Signal has been the victim of a cyber attack which has exposed personal data of up to 1,900 of its users. The instant messaging application, known for offering a more private and secure alternative to WhatsAppconfirmed this Monday on his Twitter account.
Signal works with Twilio, an external company that performs a verification service for the phone numbers associated with the app through SMS messages. In early August, this company fell victim to a “sophisticated” computer assault which allowed attackers to penetrate their systems and gain control of sensitive customer data, including some Signal users. This was achieved by the method ‘phishing‘, which spoofed the identity of Twilio employees to gain access to the system.
The application, recommended by the former CIA analyst Edward Snowden For your security, you have now explained that this attack has compromised the data of 1,900 users, a small proportion of the more than 40 million users that Signal has worldwide. “All users can rest assured that their message history, contact lists, profile information, who they have blocked, and other personal data remain private and secure and have not been affected,” they said in a statement.
What to do if you have Signal?
Thus, the information stolen by the attackers could allow them to try to register the number of telephone of a Signal user on a new device. This could happen in those accounts that did not have the registry lock activated.
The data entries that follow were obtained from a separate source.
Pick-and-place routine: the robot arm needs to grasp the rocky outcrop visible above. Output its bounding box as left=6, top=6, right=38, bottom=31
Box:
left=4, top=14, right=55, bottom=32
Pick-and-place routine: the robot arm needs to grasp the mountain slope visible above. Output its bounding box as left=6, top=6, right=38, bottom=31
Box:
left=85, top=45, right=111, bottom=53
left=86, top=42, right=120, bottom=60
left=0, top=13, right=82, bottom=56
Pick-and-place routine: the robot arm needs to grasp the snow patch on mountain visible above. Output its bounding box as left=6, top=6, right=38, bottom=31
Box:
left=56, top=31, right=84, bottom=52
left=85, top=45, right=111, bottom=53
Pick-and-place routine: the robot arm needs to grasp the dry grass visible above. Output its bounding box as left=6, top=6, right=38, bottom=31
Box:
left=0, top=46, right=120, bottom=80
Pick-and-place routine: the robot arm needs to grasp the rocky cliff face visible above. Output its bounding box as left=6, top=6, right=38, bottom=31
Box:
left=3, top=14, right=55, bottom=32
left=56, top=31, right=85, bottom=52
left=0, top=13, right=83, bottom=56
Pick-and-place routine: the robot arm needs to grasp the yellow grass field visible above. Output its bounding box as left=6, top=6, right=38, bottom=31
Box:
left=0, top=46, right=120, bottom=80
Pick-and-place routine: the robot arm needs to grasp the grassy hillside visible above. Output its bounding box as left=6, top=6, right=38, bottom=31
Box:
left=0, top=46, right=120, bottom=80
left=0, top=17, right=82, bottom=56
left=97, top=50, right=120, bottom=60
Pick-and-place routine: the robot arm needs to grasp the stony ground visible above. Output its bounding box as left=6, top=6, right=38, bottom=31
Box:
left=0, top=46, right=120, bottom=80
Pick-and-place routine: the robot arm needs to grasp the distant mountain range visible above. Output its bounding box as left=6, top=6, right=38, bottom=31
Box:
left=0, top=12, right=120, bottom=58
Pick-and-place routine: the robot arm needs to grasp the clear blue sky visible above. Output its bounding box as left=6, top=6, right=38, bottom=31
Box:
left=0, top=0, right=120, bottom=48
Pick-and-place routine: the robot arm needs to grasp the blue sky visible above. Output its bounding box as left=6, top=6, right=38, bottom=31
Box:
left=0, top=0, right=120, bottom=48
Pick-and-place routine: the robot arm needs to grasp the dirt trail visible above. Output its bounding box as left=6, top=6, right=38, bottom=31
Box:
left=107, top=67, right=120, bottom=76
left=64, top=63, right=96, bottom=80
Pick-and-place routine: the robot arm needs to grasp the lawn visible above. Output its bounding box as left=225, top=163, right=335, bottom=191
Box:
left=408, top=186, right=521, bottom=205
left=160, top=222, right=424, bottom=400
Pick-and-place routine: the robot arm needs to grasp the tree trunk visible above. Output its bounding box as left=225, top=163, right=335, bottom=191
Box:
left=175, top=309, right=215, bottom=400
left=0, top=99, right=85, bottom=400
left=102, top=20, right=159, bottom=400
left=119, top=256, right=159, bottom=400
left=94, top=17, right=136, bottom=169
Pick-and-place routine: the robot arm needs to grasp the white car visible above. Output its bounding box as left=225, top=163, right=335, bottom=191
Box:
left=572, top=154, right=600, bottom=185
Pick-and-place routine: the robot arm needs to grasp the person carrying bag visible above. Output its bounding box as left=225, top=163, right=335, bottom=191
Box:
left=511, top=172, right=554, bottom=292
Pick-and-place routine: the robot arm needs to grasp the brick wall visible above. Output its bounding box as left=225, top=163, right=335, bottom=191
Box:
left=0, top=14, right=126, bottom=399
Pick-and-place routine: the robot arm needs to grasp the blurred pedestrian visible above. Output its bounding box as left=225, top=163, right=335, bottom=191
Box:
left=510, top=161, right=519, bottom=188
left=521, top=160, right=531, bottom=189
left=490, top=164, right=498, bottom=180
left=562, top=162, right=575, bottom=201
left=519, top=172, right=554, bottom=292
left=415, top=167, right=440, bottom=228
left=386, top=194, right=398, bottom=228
In this case, the attackers would not have access to the messages prior to the installation of the app, although they could use the account to impersonate the identity of the victim.
That is why the non-profit company has asked its users to activate the registry lock, a function that reinforces the security of the account by asking for the PIN to re-register the phone number. To do so, users can go to the app, settings, privacy, and then turn on that registration lock.